Power Finance Corporation is exploring areas such as EVs, charging stations.   

Top India Power Financier Looks for Safer Bets, Like Electric Vehicles
LED lights illuminate a speedometer of an e-rickshaw in New Delhi. (Photographer: Prashanth Vishwanathan/Bloomberg)

(Bloomberg) -- India’s Power Finance Corp. Ltd. is looking for new sectors to fund as it wants to hedge the risks associated with lending to the nation’s ailing utilities, according to people familiar with the matter.

The country’s top lender to electricity projects is exploring new areas including railway electrification, electric vehicles and charging infrastructure, as well as gas import terminals or coal mines that serve a power plant, said the people, who asked not to be identified as the plan is still under discussion.

The move is triggered by higher risks of default in India’s power sector amid mounting losses at distribution companies, fuel shortages and project delays, according to the people. The business is also affected by weaker growth in generation capacity, especially at thermal and hydroelectric projects, the people said.

Power Finance couldn’t immediately comment when contacted on Tuesday.

India’s distributors are saddled with huge debts from selling power below cost or from poor billing and collection.
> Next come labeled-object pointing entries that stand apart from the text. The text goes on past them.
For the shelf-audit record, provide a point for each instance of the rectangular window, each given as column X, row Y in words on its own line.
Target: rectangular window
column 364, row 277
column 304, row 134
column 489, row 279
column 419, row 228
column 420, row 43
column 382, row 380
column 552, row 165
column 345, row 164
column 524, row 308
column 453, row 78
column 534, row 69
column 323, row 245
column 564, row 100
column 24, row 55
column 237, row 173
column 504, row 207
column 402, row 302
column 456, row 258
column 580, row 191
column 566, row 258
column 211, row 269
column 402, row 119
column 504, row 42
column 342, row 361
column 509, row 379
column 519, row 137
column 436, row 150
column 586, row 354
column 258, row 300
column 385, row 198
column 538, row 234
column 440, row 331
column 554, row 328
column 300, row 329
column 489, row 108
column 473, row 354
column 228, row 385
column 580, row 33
The financial mess impedes their ability to purchase enough electricity or pay generators on time, which in turn affect the debt repayment of those companies.

More than 70% of the loans by Power Finance are to generators, and about 10% of its 3.2 trillion rupees ($45 billion) assets are “in stress,” the state-owned company said in a presentation for the quarter ended June 30. Bad loan ratio increased to a net 4.65% from 4.53% a year earlier.

In March, Power Finance acquired a controlling stake in rival REC Ltd., bringing their combined exposure to the country’s power industry to more than 6 trillion rupees, the highest among all lenders. Having such a large exposure to a sector fraught with risks does not make sense, the people said.

The company will engage experts to help it navigate the new sectors and will mostly provide loans in partnership with other banks that better understand those markets, one of the people said.